The ruling clerics barred from the race reform candidates seen as too prominent, allowing a list of hopefuls who were mainly staunch loyalists of the supreme leader.
But the opposition settled on Mr Rowhani as the least objectionable of the bunch, making him the de facto reform candidate.
While Iran’s presidential elections offer a window into the political pecking orders and security grip inside the country – particularly since the chaos from a disputed outcome in 2009 – they lack the drama of truly high stakes as the country’s ruling clerics and their military guardians remain the ultimate powers.
Security forces also are in firm control after waves of arrests and relentless pressures since the last presidential election in 2009, which unleashed massive protests over claims the outcome was rigged to keep the combative Mahmoud Ahmadinejad in power for a second and final term.
He is barred from seeking a third consecutive run. However the last-moment surge around Mr Rowhani injected some excitement in the race.
Rowhani won with 50.7% of the more than 36 million votes cast, the Interior Ministry reported, well ahead of Tehran mayor Mohammad Bagher Qalibaf with about 16.5%. Hard-line nuclear negotiator Saeed Jalili came in third with 11.3% followed by conservative Mohsen Rezaei with 10.6%.
Minister Mostafa Mohammad Najjar said the turnout was 72.7%, suggesting that liberals and others abandoned a planned boycott as the election was transformed into a showdown across the Islamic Republic’s political divide.
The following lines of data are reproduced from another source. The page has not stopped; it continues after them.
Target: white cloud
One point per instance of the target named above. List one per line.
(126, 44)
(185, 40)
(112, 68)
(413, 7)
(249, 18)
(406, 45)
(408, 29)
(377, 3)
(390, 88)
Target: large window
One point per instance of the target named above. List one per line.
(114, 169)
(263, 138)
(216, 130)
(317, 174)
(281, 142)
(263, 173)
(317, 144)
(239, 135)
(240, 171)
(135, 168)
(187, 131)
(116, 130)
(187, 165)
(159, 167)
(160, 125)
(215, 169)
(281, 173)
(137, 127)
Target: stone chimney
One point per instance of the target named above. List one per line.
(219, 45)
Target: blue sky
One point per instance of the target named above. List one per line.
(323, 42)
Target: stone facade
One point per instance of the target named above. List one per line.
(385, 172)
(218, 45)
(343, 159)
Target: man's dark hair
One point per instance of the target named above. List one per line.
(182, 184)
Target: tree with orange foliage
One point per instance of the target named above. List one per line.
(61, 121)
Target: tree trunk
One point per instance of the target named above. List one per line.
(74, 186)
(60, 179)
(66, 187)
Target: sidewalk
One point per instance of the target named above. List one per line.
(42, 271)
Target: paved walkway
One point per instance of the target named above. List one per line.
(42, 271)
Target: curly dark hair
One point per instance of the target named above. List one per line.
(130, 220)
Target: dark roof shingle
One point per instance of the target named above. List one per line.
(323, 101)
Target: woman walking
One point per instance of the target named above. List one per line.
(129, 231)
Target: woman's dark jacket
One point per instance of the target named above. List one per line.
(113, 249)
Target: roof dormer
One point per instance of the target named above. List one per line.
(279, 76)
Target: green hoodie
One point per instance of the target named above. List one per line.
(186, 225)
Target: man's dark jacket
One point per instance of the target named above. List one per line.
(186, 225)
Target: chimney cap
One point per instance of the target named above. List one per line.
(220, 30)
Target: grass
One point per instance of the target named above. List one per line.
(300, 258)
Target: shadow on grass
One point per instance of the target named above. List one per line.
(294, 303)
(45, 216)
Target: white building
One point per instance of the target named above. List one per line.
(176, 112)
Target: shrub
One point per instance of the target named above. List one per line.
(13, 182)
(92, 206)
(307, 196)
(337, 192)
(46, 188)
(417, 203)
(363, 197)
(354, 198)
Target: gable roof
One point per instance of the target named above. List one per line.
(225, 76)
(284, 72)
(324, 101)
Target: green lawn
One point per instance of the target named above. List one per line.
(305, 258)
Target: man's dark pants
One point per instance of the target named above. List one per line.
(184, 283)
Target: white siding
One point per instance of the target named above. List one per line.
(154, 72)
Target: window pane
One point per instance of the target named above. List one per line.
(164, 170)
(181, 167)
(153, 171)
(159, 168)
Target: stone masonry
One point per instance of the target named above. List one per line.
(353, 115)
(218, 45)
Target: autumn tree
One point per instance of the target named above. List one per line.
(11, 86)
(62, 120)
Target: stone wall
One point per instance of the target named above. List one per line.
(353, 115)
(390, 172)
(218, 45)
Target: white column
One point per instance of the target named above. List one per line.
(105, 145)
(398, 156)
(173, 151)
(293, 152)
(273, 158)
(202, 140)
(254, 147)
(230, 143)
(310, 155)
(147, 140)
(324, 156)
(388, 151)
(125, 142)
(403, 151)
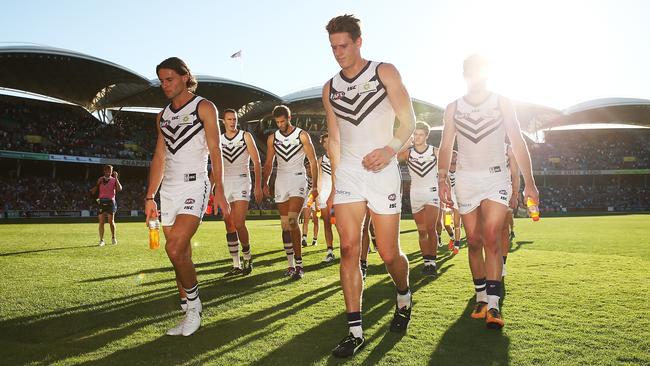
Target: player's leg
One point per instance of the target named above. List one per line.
(349, 221)
(238, 210)
(425, 223)
(283, 208)
(179, 251)
(232, 239)
(457, 232)
(476, 261)
(314, 219)
(101, 217)
(111, 223)
(365, 245)
(294, 206)
(505, 242)
(329, 235)
(492, 219)
(306, 215)
(387, 233)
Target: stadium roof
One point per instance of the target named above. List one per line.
(224, 93)
(606, 110)
(95, 83)
(63, 74)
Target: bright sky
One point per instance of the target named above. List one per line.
(554, 53)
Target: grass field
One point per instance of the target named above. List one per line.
(576, 294)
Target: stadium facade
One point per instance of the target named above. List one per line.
(51, 144)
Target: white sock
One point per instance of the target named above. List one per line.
(481, 296)
(493, 301)
(404, 300)
(356, 331)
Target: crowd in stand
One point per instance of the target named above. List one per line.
(69, 130)
(593, 150)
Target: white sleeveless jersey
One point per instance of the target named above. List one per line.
(186, 153)
(290, 152)
(481, 135)
(423, 167)
(236, 160)
(364, 114)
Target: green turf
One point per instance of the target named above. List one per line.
(576, 294)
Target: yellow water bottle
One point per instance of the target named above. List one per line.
(533, 210)
(154, 234)
(448, 216)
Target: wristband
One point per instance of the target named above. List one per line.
(395, 144)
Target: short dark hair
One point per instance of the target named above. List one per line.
(346, 23)
(281, 110)
(323, 137)
(476, 61)
(181, 68)
(229, 110)
(422, 126)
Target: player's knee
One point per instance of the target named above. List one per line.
(284, 223)
(293, 221)
(391, 257)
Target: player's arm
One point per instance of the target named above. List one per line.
(519, 148)
(257, 166)
(334, 139)
(94, 189)
(514, 176)
(208, 114)
(118, 185)
(401, 103)
(313, 163)
(403, 154)
(156, 171)
(268, 165)
(444, 154)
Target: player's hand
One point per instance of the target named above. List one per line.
(267, 191)
(514, 200)
(150, 210)
(330, 198)
(377, 159)
(444, 192)
(259, 195)
(530, 191)
(220, 201)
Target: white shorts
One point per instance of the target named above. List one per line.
(185, 198)
(323, 195)
(381, 191)
(237, 188)
(290, 185)
(472, 188)
(422, 196)
(453, 197)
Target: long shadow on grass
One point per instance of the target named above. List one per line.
(469, 342)
(321, 339)
(518, 246)
(231, 334)
(45, 250)
(79, 330)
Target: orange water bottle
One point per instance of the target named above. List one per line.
(533, 209)
(154, 234)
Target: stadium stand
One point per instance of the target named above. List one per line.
(51, 153)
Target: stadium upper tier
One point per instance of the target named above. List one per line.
(94, 83)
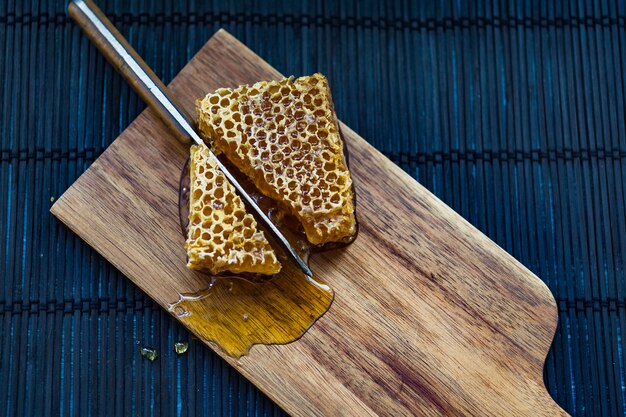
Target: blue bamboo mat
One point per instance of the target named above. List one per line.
(512, 113)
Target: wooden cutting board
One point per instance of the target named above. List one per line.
(430, 316)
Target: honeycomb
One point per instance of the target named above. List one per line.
(284, 136)
(221, 235)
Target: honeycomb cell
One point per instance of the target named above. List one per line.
(221, 236)
(298, 115)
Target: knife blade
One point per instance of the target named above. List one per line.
(145, 82)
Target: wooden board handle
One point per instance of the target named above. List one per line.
(127, 62)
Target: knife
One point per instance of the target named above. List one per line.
(145, 82)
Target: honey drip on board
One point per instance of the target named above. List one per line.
(237, 312)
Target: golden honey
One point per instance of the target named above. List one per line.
(236, 312)
(221, 235)
(284, 136)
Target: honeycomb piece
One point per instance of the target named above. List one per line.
(221, 235)
(284, 136)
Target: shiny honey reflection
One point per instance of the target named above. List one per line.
(237, 312)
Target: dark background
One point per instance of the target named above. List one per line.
(512, 113)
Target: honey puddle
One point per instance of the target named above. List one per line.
(236, 312)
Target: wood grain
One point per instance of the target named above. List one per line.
(430, 317)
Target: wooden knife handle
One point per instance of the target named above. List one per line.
(127, 62)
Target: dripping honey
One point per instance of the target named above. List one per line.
(237, 312)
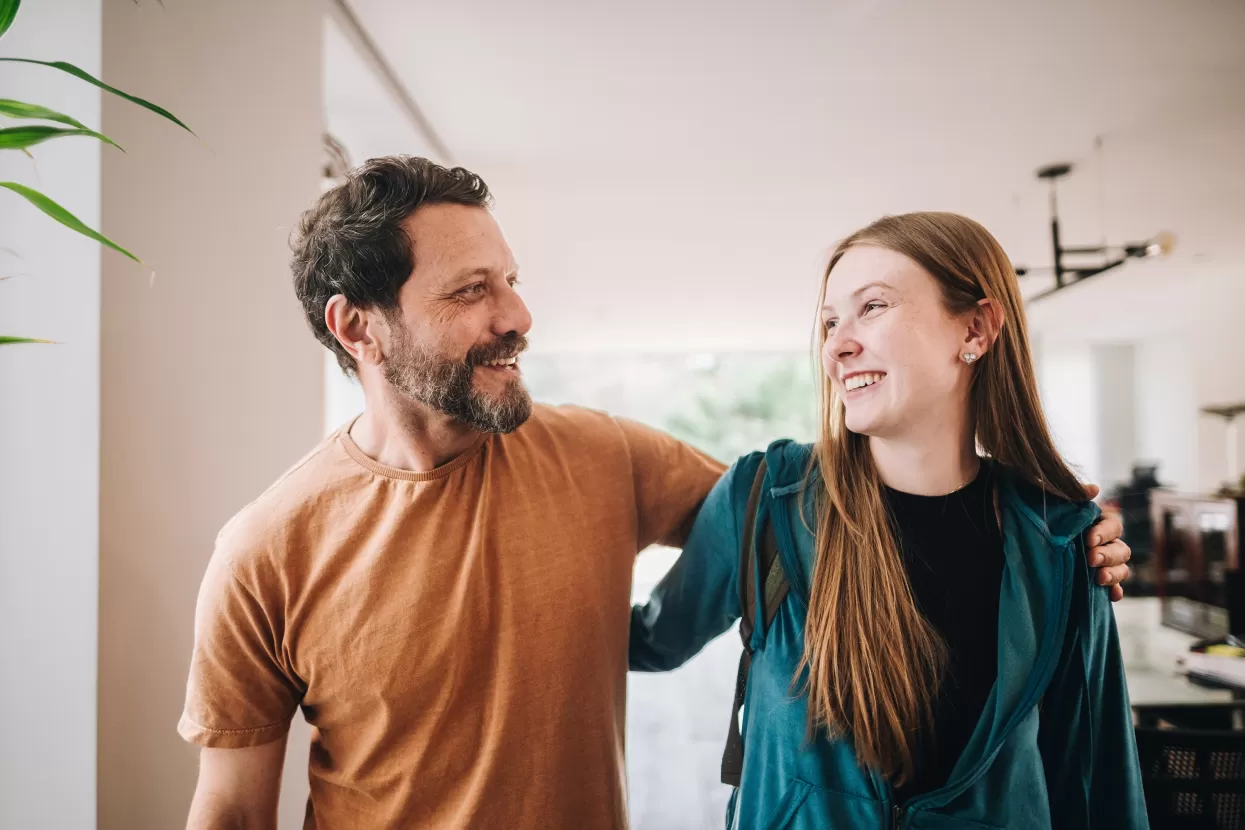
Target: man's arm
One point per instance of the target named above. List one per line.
(238, 788)
(671, 480)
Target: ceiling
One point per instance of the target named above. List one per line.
(671, 174)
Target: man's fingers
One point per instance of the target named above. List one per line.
(1111, 554)
(1107, 529)
(1112, 575)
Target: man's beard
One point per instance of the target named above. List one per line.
(446, 385)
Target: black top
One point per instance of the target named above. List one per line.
(954, 556)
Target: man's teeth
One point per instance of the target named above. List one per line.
(858, 381)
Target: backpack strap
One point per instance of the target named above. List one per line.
(775, 592)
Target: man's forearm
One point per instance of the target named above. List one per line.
(212, 811)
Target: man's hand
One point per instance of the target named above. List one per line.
(238, 788)
(1108, 553)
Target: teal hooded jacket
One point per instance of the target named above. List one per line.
(1055, 744)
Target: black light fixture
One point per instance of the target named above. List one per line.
(1109, 255)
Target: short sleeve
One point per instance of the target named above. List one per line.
(238, 692)
(671, 480)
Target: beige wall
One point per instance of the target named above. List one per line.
(212, 383)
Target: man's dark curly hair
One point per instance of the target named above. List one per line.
(352, 243)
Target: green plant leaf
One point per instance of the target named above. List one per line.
(5, 340)
(29, 136)
(8, 11)
(66, 218)
(90, 79)
(23, 110)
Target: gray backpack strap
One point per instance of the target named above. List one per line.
(775, 592)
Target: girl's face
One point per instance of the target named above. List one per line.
(892, 350)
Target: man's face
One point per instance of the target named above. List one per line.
(460, 326)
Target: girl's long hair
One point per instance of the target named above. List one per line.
(873, 662)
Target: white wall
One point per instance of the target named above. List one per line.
(50, 441)
(1066, 381)
(1167, 410)
(1218, 363)
(1116, 412)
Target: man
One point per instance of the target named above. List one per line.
(443, 584)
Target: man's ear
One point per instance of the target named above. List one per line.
(355, 329)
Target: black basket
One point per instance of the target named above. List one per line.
(1194, 775)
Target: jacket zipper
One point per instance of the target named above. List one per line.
(964, 783)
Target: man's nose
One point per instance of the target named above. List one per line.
(512, 314)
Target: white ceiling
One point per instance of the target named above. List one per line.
(671, 174)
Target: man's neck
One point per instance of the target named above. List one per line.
(408, 436)
(935, 461)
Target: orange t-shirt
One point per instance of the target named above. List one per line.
(457, 638)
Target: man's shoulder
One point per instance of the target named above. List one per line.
(284, 512)
(572, 423)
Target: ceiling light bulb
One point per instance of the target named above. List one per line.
(1162, 244)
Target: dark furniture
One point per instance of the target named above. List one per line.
(1193, 765)
(1197, 558)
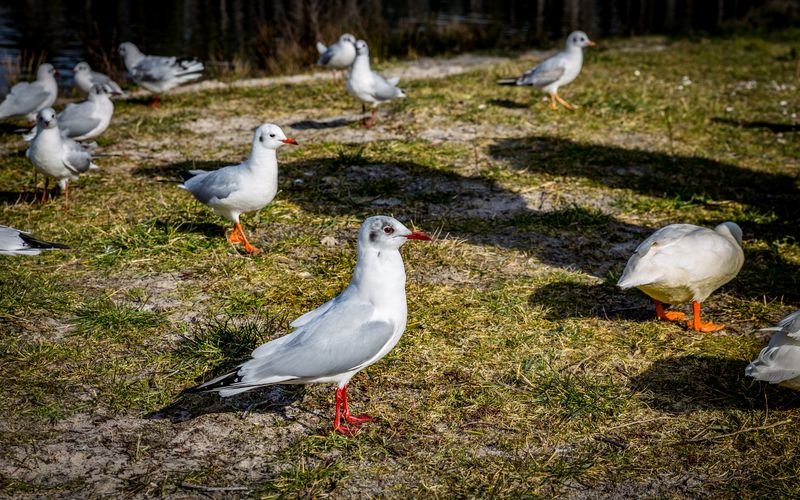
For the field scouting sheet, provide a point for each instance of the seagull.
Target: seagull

Iran has more than 50 million eligible voters.
Voters waited on line for hours in wilting heat yesterday at some polling stations in downtown Tehran and other cities, while others cast ballots across the vast country from desert outposts to Gulf seaports and nomad pastures. Voting was extended by five hours to meet demand, but also as possible political stagecraft to showcase the participation.
On one side were hard-liners looking to cement their control behind candidates such as Mr Jalili, who says he is “100 per cent” against detente with Iran’s foes, or Mr Qalibaf, who was boosted by a reputation as a steady hand for Iran’s sanctions-wracked economy.
Opposing them were reformists and others rallying behind the “purple wave” campaign of Mr Rowhani, the lone relative moderate left in the race.
Candidates needed more than 50% of the vote to seal victory and avoid a run-off. Journalists face limits on reporting such as requiring permission to travel around the country. Iran does not allow outside election observers.
The Interior Ministry said Mr Rowhani had 18,613,329 votes, followed by Mr Qalibaf with 6,077,292, Mr Jalili with 4,168,946 votes and Mr Rezaei with 3,884,412. The other two candidates were far behind.